Fra le intenzioni di Erdogan c’era da sempre l’ingresso della Turchia nella Unione Europea. Oggi non poche nazioni dell’Unione, soprattutto Francia e Germania, ne sono preoccupate, soprattutto per la spietata repressione dei curdi. Il rapporto tra Turchia e Ue è oggi più problematico, anche dopo la dichiarazione di Erdogan in merito alla condanna europea della repressione di Gezi Park: «Non riconosco il parlamento di Strasburgo». E ancor più per il recente riconoscimento da lui fatto di Hamas come «partito politico che non fa terrorismo» e la condanna delle «atrocità di Israele».
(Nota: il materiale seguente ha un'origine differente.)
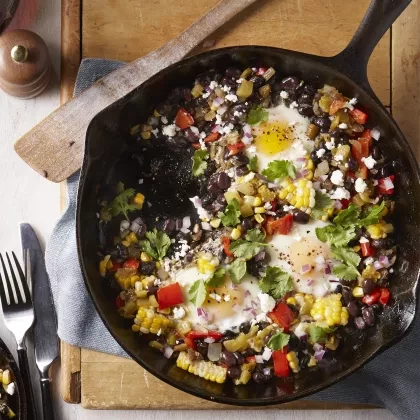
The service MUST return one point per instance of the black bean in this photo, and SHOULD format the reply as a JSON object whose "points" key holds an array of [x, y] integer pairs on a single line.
{"points": [[259, 377], [368, 285], [245, 327], [290, 83], [239, 160], [240, 359], [300, 217], [228, 359], [247, 224], [306, 110], [223, 180], [368, 315], [384, 243], [353, 308], [242, 170], [234, 372], [147, 268], [360, 323]]}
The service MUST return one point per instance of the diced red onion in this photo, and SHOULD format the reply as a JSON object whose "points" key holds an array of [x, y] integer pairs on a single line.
{"points": [[319, 354], [388, 184], [168, 352], [375, 133], [306, 268], [214, 351], [206, 226]]}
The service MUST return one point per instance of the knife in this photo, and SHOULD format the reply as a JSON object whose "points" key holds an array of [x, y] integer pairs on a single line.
{"points": [[45, 331]]}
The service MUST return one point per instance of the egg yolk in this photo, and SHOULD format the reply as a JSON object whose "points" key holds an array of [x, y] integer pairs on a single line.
{"points": [[273, 137]]}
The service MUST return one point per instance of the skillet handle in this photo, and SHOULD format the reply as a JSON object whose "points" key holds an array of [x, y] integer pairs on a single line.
{"points": [[353, 60]]}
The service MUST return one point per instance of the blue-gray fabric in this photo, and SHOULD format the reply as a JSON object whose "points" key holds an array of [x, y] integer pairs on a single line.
{"points": [[391, 380]]}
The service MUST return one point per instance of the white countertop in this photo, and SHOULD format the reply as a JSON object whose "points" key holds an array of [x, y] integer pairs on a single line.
{"points": [[28, 197]]}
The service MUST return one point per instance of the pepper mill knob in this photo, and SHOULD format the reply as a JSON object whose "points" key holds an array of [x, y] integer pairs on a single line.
{"points": [[25, 65]]}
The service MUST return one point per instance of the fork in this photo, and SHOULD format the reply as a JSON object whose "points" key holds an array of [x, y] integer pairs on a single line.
{"points": [[19, 316]]}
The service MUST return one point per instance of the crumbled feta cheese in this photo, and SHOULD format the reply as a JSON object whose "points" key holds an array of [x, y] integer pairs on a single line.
{"points": [[267, 303], [231, 97], [179, 313], [320, 153], [369, 162], [340, 193], [337, 178], [169, 130], [215, 296], [360, 185]]}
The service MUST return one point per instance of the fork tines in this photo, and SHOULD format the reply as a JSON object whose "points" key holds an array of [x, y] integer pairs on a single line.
{"points": [[17, 287]]}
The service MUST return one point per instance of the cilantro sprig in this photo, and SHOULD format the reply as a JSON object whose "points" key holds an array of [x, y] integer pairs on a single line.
{"points": [[276, 282], [156, 244]]}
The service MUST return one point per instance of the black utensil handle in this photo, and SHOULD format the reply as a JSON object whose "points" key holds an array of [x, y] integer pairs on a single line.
{"points": [[47, 401], [27, 384], [353, 60]]}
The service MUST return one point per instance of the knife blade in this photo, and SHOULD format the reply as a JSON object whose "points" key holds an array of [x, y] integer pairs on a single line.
{"points": [[45, 330]]}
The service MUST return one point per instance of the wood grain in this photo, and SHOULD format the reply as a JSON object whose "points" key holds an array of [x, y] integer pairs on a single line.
{"points": [[70, 60], [54, 148], [406, 74]]}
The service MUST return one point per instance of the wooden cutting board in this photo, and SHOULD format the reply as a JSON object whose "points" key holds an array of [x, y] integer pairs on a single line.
{"points": [[125, 30]]}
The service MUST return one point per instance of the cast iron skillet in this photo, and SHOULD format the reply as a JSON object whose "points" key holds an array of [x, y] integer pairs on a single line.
{"points": [[106, 145]]}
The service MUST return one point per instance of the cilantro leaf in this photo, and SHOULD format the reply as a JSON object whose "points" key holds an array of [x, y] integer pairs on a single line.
{"points": [[231, 215], [197, 293], [336, 235], [322, 203], [373, 216], [199, 162], [217, 279], [255, 235], [278, 341], [279, 169], [237, 270], [346, 272], [157, 244], [276, 282], [348, 217], [253, 164], [257, 115], [122, 202]]}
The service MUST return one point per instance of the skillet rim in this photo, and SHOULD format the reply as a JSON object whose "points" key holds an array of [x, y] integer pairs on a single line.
{"points": [[382, 113]]}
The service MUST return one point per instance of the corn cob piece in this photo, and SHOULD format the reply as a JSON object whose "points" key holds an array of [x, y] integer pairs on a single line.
{"points": [[201, 368]]}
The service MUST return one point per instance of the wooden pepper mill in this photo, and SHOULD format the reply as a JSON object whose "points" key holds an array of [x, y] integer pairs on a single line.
{"points": [[25, 64]]}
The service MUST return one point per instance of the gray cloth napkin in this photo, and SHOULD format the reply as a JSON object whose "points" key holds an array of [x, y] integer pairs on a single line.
{"points": [[391, 380]]}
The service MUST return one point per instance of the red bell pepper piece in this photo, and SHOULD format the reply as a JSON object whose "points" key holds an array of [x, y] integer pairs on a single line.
{"points": [[119, 302], [170, 296], [282, 315], [234, 149], [226, 246], [385, 296], [372, 297], [212, 137], [359, 116], [383, 185], [183, 119], [367, 250], [281, 226], [281, 365], [132, 263]]}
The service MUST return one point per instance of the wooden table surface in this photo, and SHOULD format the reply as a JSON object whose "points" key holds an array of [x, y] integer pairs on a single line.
{"points": [[124, 30]]}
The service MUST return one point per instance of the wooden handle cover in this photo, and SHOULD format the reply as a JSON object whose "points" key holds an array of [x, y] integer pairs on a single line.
{"points": [[55, 147]]}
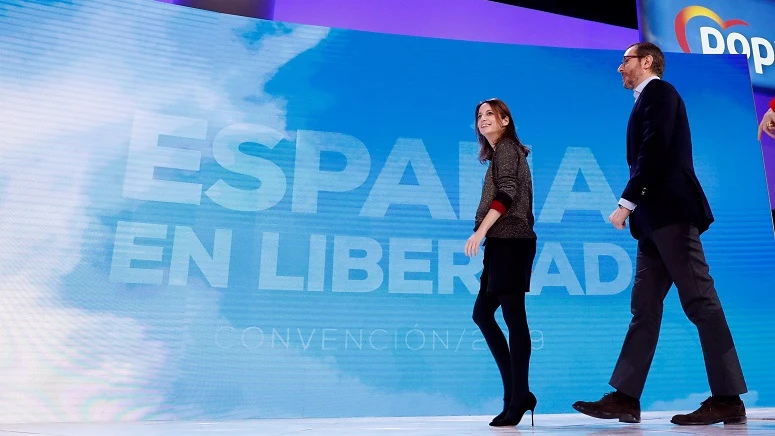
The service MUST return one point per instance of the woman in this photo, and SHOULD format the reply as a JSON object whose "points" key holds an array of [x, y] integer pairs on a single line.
{"points": [[505, 218]]}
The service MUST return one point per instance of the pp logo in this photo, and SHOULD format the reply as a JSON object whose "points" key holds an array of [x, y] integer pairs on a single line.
{"points": [[713, 41]]}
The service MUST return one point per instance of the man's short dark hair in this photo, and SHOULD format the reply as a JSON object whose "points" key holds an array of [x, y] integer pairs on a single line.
{"points": [[644, 49]]}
Ma la situazione non è facile: la Turchia, con un esercito che oltrepassa il milione di uomini, secondo solo a quello degli Usa, fa parte della Nato e costituisce un base importante per ogni intervento occidentale nel Medio Oriente. D’altra parte la Nato era un frutto della Guerra Fredda, ora la situazione è così mutata, che le stesse finalità dell’alleanza non sono più quelle di prima. E di certo la Turchia prepara piani di espansione in Europa, contando sulle nazioni islamiche del cosiddetto «dorsale verde» ( dalla Bosnia all’Albania e Kosovo, sino alla Tracia orientale).

L’accentuazione dell’integralismo islamico da parte di Erdogan allontana di certo l’ingresso in Europa. Un ingresso, d’altronde, che tutti i principali studiosi di geopolitica ritenevano ingiustificato. Anzitutto per motivi geografici. Un grande storico dell’Europa come Jacques Le Goff (da poco scomparso) ha osservato che se la Turchia dovesse entrare nell’Unione europea, allora dovrebbero entrarci anche le nazioni del medio oriente, compreso l’Irak.

Ma le ragioni più valide per negare l’ingresso della Turchia sono di carattere culturale. Si tratta di uno stato la cui popolazione è, al 99 %, di religione islamica. Paese ad alta crescita demografica, con i suoi 75 milioni di abitanti sarebbe la seconda nazione dell’Ue dopo la Germania. E potrebbe, in base alla libera circolazione di Schengen, riempire di suoi lavoratori tutti i paesi europei.

La nostra epoca vede dovunque una riaffermazione dei fattori culturali (etnia, tradizione, religione) nei rapporti politici. Ora è un dato storico che i turchi, apparsi sulla scena nell’XI secolo, per settecento anni sono stati un pericolo per l’Europa. Difficile pensare che questa lunga tradizione islamica non abbia lasciato i suoi segni, soprattutto quando il nuovo presidente la rivaluta e la ripropone.

L’Europa ha il dovere, con trattati e alleanze, di stabilire rapporti di pace e collaborazione con la Turchia. Quanto al suo ingresso nella Ue, è altra cosa. Nessuno lo ha detto meglio dell’allora cardinale Ratzinger, nella sua intervista al «Figaro Magazine» del 2004: «Storicamente e culturalmente la Turchia ha poco da spartire con l’Europa, ha sempre rappresentato nel corso della storia un altro continente, in contrasto col nostro. Sarebbe perciò un grande errore inglobarla nell’Unione Europea». Occorre invece rispettare le diverse identità dell’una e dell’altra.